While his breathtaking follow-up, All Is Lost, couldn’t be more different – it is virtually wordless, and set entirely at sea – there is, perhaps, a connection. Stripped to the bone narratively and cast-wise, the film’s story of a lone sailor (Robert Redford) struggling to survive in a stricken yacht, feels like an allegory about life post-2008.

When everything is lost and people are forced to confront themselves in extremis, the big existential questions become harder to avoid. What are the things that make life worth living and give it value? Why battle on when death is inevitable?

“The only thing that everyone on planet Earth has absolutely in common with one another is that we are all going to die,” says Chandor. “All Is Lost is about a guy coming to grips with his mortality, which is something everybody is going to go through, sooner or later.”

Chandor had a near-death experience when, at age 19, he was involved in a car crash that killed a friend. Stumbling from the wreckage, he wasn’t sure if he was dead or alive.

“It’s horrible when it happens and then it’s kind of unbelievable for the next 15 years, because you feel like you’re on borrowed time,” he says. “And since then, I have never thought about it again.”

He didn’t even allow himself to go back there in his mind while filming All Is Lost. “I am still in denial. So, for me, this is about a guy who had been living in denial that he literally was ever going to die, and you’re there for the seven stages of grief for his own life.”

It seems fitting that the nameless, emblematic protagonist with no backstory is played by the 76-year-old Redford with such physicality that the actor – let alone the character – seems to be blithely oblivious to his own mortality.

“I would say there are eight shots of a stunt person,” says Chandor, marvelling at the veteran Hollywood star’s fitness. “He’s a very good athlete and very competitive. His knees, sadly, are a little arthritic because he’s been running his whole life, but his upper body is amazing.”

To take advantage of this, they added extra handles to the inside of the yacht. “So, he’s always – kind of like a monkey in the forest – holding on to things,” Chandor observes. “As long as his upper body’s there, he wasn’t going anywhere.”

Even so, Chandor would worry, “every night and every morning”, that something might happen to Redford. If he got hurt, his age and, more likely, his “very protective” wife, would have probably prevented his return to the set and the movie would have collapsed. “So we had to keep him safe,” he says. “But he’s got an ego on him, and he loves to go for it.”

Redford’s ego wasn’t so big, though, that he tried to encroach on Chandor’s directorship, even though the younger filmmaker admits he would have appreciated the input. “A couple of times I was like: ‘Hey, man, you’ve done this like eight or nine times. How about a little something, man?’ But he never looked at a frame. Never looked at the monitors. Never went in the edit room. Never saw a frame until six months later.”

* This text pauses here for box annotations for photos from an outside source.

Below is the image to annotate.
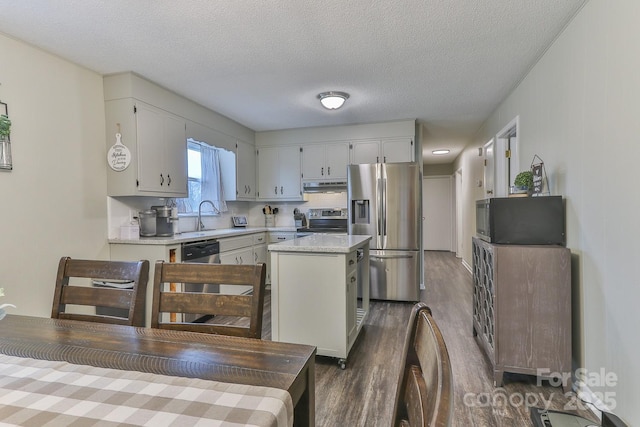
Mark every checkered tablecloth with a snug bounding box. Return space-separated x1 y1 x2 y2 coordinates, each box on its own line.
0 355 293 427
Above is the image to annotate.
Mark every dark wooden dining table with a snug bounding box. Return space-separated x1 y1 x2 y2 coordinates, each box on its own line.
0 315 316 426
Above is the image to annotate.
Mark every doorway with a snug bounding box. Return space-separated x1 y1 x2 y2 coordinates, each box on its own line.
422 176 454 251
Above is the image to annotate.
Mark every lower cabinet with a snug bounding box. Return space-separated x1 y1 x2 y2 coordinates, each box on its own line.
109 243 182 327
218 233 266 294
472 238 572 391
271 247 369 368
266 231 296 283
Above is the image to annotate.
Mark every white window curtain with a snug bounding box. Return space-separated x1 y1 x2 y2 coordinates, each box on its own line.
200 144 229 212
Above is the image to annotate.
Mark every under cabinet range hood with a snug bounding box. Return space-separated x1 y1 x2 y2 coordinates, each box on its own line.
302 181 347 193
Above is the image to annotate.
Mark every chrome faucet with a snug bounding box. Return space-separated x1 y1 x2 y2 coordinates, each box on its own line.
197 200 220 231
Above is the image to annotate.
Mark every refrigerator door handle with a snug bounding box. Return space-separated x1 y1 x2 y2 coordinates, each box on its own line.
369 255 413 259
376 178 384 249
381 178 387 242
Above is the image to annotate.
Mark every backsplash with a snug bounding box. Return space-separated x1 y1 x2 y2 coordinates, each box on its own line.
107 193 347 239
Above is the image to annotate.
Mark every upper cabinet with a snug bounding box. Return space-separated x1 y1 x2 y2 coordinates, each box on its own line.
236 141 256 200
220 140 256 200
257 145 302 200
302 142 349 181
105 98 188 197
351 138 415 165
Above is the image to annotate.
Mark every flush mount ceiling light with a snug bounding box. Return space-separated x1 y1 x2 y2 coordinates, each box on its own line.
318 91 349 110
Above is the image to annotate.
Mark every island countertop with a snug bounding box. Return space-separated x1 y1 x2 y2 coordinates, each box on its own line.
268 234 371 253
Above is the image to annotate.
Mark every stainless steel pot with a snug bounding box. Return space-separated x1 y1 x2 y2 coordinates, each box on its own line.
138 209 157 237
151 206 173 237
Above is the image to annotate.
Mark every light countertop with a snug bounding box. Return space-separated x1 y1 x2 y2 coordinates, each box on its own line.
268 234 371 253
109 227 296 245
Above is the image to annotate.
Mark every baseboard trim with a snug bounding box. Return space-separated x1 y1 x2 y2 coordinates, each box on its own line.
462 258 473 276
572 379 612 420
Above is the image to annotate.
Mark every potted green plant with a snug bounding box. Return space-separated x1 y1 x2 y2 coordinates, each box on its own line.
511 171 533 193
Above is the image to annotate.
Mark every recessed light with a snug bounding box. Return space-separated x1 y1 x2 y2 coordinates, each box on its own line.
318 91 349 110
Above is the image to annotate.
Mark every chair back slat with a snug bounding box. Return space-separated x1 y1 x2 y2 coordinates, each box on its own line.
151 261 266 338
60 286 135 310
160 292 253 317
394 303 453 427
51 257 149 326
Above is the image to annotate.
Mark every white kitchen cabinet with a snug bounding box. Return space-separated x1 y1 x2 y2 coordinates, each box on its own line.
267 231 296 283
218 140 256 200
236 141 256 200
218 233 268 294
105 98 188 197
257 145 302 200
253 233 269 264
302 142 349 181
271 243 369 367
109 243 182 327
351 138 415 165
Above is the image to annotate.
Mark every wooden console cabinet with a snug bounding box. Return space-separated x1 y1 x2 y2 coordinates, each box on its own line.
472 237 572 391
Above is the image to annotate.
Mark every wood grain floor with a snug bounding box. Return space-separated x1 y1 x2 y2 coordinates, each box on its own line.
235 251 597 427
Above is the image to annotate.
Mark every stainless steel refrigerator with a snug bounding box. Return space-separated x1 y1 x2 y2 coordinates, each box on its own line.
347 163 421 301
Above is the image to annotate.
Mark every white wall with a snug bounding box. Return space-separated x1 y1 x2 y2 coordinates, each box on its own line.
0 35 109 317
456 0 640 425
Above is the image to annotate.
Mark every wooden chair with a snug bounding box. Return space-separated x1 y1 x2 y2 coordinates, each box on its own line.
151 261 266 339
394 303 453 427
51 257 149 326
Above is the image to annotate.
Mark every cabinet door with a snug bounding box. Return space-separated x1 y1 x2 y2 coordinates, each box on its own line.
253 243 269 264
220 247 253 295
325 142 349 181
351 141 380 165
382 138 414 163
236 141 256 200
278 146 302 200
161 113 188 196
346 270 358 349
136 102 187 196
302 144 327 180
258 147 280 200
136 102 166 191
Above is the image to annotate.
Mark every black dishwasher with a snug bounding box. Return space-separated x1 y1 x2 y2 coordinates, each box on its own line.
182 240 220 323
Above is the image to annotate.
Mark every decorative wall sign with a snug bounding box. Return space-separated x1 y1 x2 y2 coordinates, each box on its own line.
107 133 131 172
0 101 13 171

Part of the draw of All Is Lost is that it features Redford’s first performance for someone else in almost a decade. “He was tired of directing and certainly tired of directing himself,” says Chandor. When he arrived on set, he’d just wrapped editing his thriller, The Company You Keep, and was ready, he said in Cannes, “to let myself go, [and] I gave myself up ­completely”.

The result is a performance that is already creating an Oscar buzz, in a movie expected to feature in the Best Film category. Despite its title, All Is Lost could turn out to be a big winner.